The tropes are swapped up a bit for this series. There’s the regal girl in the Ayeka archetype (whose character trait is that she takes the royal “we” to an absurd extent), there’s the tan wild girl (whose character trait is that she occasionally becomes scared), the pale quiet girl (who, for some reason, has the only unique eyes in the series), the “somebody should call the police” Hot Mom, the badass warrior, the smart mechanic, the bureaucrat, and even like Washu, the girl who’s older than she actually appears. On top of these characters, there’s the “evil villain” group, the “generic schoolgirls” group, and even the adults of the series, such as the “buff woman” and “basically a nun woman.”
Their names? Roles? Personalities? Completely and utterly forgettable. It may be the fact that there’s only 13 episodes, or it could be that so many characters are thrown in your face at once, or it might just be that none of them are particularly memorable.
Tenchi Muyo! worked great at handling an ensemble cast. They kept the numbers relatively low, only introducing one or two per episode, and those first episodes usually focused on them wholeheartedly. If you weren’t going to get much character focus on them later, you decidedly got it in their first appearance. When new characters were added, older ones were there to show off how relationships and dynamics have changed. War On Geminar decides that you can deal with all these characters in an episode or two and sort them out later, which could theoretically work if the rest of the series was devoted to figuring them out, but instead, more characters and plot developments are tossed on. If Tenchi Muyo! was the slowly-building Tetris stack, War on Geminar is the Dr. Mario: There’s a bunch of stuff already there, you have to figure it out, but while you’re figuring it out, you’ll add more to the pile.

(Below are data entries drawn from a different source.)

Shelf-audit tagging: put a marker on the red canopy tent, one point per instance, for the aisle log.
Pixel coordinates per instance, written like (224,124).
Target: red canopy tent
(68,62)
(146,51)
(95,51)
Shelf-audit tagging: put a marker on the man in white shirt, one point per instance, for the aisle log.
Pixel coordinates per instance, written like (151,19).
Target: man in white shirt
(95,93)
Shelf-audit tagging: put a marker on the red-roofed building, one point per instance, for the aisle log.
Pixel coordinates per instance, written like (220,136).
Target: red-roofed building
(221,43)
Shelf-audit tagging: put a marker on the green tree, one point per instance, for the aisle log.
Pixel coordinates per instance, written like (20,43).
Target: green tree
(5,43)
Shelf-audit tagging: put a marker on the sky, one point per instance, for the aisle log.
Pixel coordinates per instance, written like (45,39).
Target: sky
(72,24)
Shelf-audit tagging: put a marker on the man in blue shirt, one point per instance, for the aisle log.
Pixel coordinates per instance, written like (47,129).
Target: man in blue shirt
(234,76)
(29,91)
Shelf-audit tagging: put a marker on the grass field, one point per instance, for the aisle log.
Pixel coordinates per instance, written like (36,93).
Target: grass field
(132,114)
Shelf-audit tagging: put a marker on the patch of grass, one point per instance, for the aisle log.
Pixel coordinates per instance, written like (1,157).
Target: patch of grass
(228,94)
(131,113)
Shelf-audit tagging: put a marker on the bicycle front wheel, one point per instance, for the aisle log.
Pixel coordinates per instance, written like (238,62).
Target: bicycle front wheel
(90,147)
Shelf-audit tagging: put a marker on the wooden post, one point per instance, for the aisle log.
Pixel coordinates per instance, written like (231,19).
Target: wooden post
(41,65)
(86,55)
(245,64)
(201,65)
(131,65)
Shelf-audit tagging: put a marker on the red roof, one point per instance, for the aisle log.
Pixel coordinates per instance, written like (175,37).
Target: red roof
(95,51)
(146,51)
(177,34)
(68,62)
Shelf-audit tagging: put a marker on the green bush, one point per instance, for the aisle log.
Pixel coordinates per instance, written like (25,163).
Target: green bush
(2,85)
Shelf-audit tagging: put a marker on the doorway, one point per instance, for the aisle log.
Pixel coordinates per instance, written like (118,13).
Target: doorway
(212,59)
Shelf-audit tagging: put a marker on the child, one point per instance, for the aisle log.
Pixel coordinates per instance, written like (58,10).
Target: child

You’ll also be surprised at how long a 13-episode series can feel. The problem with the run-time is that many of the plots would work fine in a standard 22-minute format. We’re not getting AMC primetime drama here, where nuances can be found in the loud silences as characters stare each other down, nor weekly procedurals where an entire case has to be built up, twisted, and broken down in that time.
Extras are great. As stated, the first half comes in a hardbox, and the second half comes in a slipcover. There are “commentaries” on both episode 1 and episode 13 (they are admittedly interviews stitched together covering everything from Toonami to the act of “walla”, but not much actually regarding the content on screen), five teaser trailers, presale promotional videos, Pay-Per-View promos, stills from the recording of the music, a behind the scenes looks at both the making of the closing theme and the recording of a radio show about the title, web trailers, and a “Digest in Commemoration of Sales Release”, a mini-episode combinining scenes in promotion of a new release. There’s the standard texteless opening and closing songs, the US trailer, and FUNimation’s standard trailers. The first volume’s hard pack includes a small art book as well.
War on Geminar is a hard to recommend series. While the release is amongst the finest of FUNimation, or any Japanese animation company in America, the show itself is a bit hard to swallow. Tenchi fans will be disappointed by the lack of Tenchi, and non-Tenchi fans will be disappointed by the lack of entertainment. It’s a misstep on both hands, and while it’s not offensively bad, it doesn’t step up to the plate as much as it’s bigger and better half-brother. It’s worth checking out once if you’re a Tenchi fan or like harem shows with a twist of mecha, but you’re not missing too much if you’re not a fan of either.